Well, if you can triple your performance, you will require 1/3 of the servers, a...

exDM69 · on March 15, 2015

String searching is an inherently I/O or memory bound problem. Your CPU ends up waiting for bytes to arrive from memory at around 50 GB/s theoretical max, half of that in practice usually. The programming language or algorithm doesn't matter that much when memory bandwidth is saturated.

A faster implementation of a string searching algorithm could only save a few milliwatts of CPU power, it wouldn't make it faster nor require less hardware.

imaginenore · on March 15, 2015

The author says they max out at 1.25 GB/s. That's a long way from the theoretical max when it comes to even DDR3.

It's possible they are bound by the SSD speed.

I can't find much on AWS SSD max speeds.

tacotime · on March 14, 2015

"if you can triple your performance, you will require 1/3 of the servers, and your clients will enjoy faster responses"

You're going to have to choose one of those or the other...

reitzensteinm · on March 15, 2015

That's not correct, until the point that requests are queuing, increasing performance gets you lower latency and higher throughout simultaneously in proportion.

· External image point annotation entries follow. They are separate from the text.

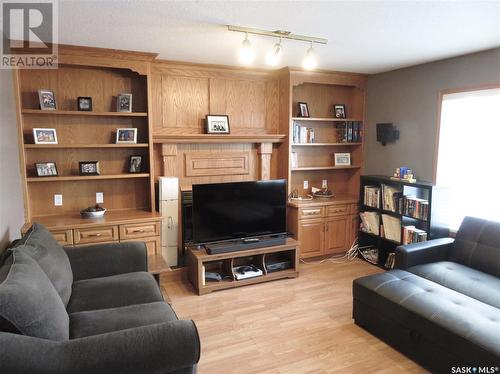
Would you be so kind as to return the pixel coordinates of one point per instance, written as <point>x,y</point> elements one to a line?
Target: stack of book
<point>302,134</point>
<point>372,196</point>
<point>415,207</point>
<point>391,197</point>
<point>413,235</point>
<point>369,222</point>
<point>391,228</point>
<point>349,132</point>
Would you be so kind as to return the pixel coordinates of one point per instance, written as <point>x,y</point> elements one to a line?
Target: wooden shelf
<point>82,146</point>
<point>112,217</point>
<point>206,138</point>
<point>306,168</point>
<point>324,144</point>
<point>81,113</point>
<point>316,119</point>
<point>86,177</point>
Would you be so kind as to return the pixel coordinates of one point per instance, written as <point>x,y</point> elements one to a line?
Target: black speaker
<point>386,133</point>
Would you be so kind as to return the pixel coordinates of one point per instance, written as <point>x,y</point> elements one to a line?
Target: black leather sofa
<point>92,309</point>
<point>441,306</point>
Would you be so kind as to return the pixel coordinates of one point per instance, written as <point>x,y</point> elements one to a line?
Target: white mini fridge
<point>169,209</point>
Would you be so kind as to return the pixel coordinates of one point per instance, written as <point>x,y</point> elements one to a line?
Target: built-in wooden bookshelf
<point>379,240</point>
<point>83,136</point>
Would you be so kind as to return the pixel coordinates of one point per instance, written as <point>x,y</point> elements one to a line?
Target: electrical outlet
<point>57,200</point>
<point>99,197</point>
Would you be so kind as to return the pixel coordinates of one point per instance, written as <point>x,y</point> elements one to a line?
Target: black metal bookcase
<point>385,246</point>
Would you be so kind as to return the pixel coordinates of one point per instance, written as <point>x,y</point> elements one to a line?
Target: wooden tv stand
<point>223,263</point>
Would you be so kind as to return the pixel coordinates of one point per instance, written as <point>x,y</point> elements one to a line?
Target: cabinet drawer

Once there's a backlog of requests, faster requests on proportionally fewer machines will not help the queuing latency.

But in general it's not a good plan to be in that situation for long, because the back pressure that stops the queued requests expanding infinitely is people leaving your service in frustration.

cshimmin · on March 16, 2015

Hey, can you help me understand this? I don't quite follow. Obviously for a fixed number of servers the throughput goes up and latency goes down. But it sounds like you're saying you can somehow reduce the number of servers and still have lower latency?

Lets just make up toy numbers. Suppose you have a code that can process (say) 1000 lines per second, per machine. You have 3 machines and you need to process 90k lines. Each one gets assigned 30k lines and it takes 30 seconds overall right?

Suppose you find a 3x speedup in the code. Now your 90k lines takes 10 seconds. Alternatively, you can ditch who machines, and process the whole 90k on one machine in 30 seconds, the same as the original time.

To me it seems like this is what tacotime was saying, you can either have faster responses or fewer machines.

reitzensteinm · on March 21, 2015

Hi there, didn't see this until just now.

The metric that is improving is the latency experienced by a user.

Imagine that you have a web app that takes one second of server CPU time to render a page, and you have three servers which process three hits a second in total. All three servers are thus on 100% CPU load, dealing with one hit a second each.

Each time somebody visits your site, they are going to experience a 1 second latency (in addition to communication latency), as they wait for one of your servers to build the page.

If you then optimize your code so that it completes in a third the time, 333ms, then your servers are going to suddenly be at 1/3 load; they execute their one query for 333ms, and then sleep for 667ms.

Not just that; but the user now only has to wait for 333ms for the page to render on the server, so the site gets a lot more snappy for them.

Then you can shut down two servers leaving one; it will sit on 100% load, but you still keep the shorter 333ms latency experienced by your users.

You are doing the same amount of work as before - 3 hits a second. But previously, when the tasks took 1s each, three would be running in parallel, each being completed more slowly. With the faster run time, they are running in series, being completed quickly before switching to the next one.

Now, this does not apply if your requests are queuing. Because you're not able to do any more work than before (after shutting down the other two servers), if your hits/s exceeds the capacity of your servers to deal with them, the backlog will grow just as fast as it normally would have, and the latency caused by this will sky rocket.

Your example doesn't fit because multiple machines aren't ever used to process front end web requests in parallel; you don't render half of a template on one machine, and the other half on another, for example. If you can set up a system like this and see gains from it, then what I've written above will not apply.

cshimmin · on April 3, 2015

Gotcha, thanks for clarifying. I had something like batch processing for data analysis in mind, which is what I understood to be the target use model of the original article. What you are saying in the context of synchronous request processing makes sense and is an interesting point.

latch · on March 15, 2015

Thank you! A lot of people somehow don't get this. They think only in terms of horizontal or vertical scaling. (Increase code performance is definitely a form of vertical scaling, it isn't what people are using thinking/talking about)